Building an automaton that defines a language

Question

I have $2$ languages, $L_1$ and $L_2$, both are part of $L$-dfa. I have the following language:

$$L_0= \{a_1\cdot b_1\cdot a_2\cdot b_2\cdot\ldots a_n\cdot b_n \mid a_i,b_i\in\Sigma, a_1,a_2,\ldots,a_n\in L_1, b_1,b_2,\ldots,b_n\in L_2\}$$

I need to build an automaton for $L_0$ so I can prove it is also a part of $L$-dfa.

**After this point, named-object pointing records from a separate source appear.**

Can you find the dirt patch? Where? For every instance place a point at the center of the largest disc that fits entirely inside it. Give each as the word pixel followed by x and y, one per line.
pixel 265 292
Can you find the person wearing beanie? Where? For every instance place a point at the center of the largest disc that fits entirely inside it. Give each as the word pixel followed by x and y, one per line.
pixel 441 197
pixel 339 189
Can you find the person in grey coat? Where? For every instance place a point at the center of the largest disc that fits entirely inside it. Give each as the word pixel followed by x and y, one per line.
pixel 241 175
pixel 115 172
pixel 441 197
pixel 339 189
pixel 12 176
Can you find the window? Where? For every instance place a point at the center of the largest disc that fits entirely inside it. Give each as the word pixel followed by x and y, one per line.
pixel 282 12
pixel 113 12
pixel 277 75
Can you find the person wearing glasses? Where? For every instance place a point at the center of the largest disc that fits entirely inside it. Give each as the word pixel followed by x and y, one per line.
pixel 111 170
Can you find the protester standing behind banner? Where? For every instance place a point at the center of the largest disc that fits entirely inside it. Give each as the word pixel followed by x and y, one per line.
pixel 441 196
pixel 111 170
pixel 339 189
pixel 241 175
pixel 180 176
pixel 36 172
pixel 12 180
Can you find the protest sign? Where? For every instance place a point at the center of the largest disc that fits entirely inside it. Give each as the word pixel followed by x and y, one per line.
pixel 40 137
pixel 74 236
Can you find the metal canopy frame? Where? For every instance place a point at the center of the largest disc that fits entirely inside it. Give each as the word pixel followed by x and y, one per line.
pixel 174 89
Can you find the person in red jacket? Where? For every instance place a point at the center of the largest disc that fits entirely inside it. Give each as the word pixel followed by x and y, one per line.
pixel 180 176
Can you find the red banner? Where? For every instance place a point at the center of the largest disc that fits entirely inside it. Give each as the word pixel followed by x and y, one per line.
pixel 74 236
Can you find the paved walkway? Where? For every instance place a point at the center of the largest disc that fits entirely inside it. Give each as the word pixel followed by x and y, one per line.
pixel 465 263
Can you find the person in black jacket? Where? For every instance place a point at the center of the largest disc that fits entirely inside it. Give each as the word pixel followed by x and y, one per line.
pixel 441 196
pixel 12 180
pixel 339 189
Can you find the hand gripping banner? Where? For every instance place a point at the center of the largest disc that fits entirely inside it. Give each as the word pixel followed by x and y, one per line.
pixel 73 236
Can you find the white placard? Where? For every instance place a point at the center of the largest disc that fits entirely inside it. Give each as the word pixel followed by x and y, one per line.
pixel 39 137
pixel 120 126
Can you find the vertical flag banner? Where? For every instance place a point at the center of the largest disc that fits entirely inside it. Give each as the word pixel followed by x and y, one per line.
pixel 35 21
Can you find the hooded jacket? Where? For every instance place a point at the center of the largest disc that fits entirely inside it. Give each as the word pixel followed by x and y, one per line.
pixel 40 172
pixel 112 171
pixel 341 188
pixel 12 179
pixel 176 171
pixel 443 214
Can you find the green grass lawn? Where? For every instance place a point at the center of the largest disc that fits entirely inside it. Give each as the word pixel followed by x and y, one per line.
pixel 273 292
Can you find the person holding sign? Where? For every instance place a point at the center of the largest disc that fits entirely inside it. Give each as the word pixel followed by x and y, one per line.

My first hunch was to draw one, and try to work the drawing into an expression, but i'm running into trouble trying to draw it. Is there a good way to tackle such a question? If it was a simple automata, a drawing would be all I need to see the expression, but with something more complex as this, I am truly lost..

Answer 1

If I understand the question correctly, you can use a two state DFA:

Start------->Z for any $a_i \in L_1$

Z------->Start for any $b_i \in L_2$

Accept at the start state.

Answer 2

In fact, the language remains regular even if they are strings - consider the regular expression $(L_1 \cdot L_2)^{*}$.

Let $M_1$ be an NFA for $L_1$ and $M_2$ an NFA for $L_2$. Such that both have a single accepting state, $q_1$ and $q_2$ respectively - such machines always exist. We will denote their start states $s_1$ and $s_2$.

If we add an $\varepsilon$ transition from $s_1$ to $q_2$, and from $q_1$ to $s_2$, and make only $s_1$ an accepting state the resulting machine will only accept strings from the regex $(L_1 \cdot L_2)^{*}$.

To give a brief sketch of the proof, which you should write in full if this is homework, we know that for each $a_i \in L_1$ there is a path from $s_1$ to $q_1$, and for any $b_i \in L_2$ there is a path from $s_2$ to $q_2$. We can always make the empty transitions from $s_1$ to $q_1$ and $s_2$ to $q_2$, so for any language consisting of a sequence of $a_ib_i$ we can find a path from $s_1$ to $s_1$ by joining all these paths together. The DFA can then be constructed by converting this NFA back.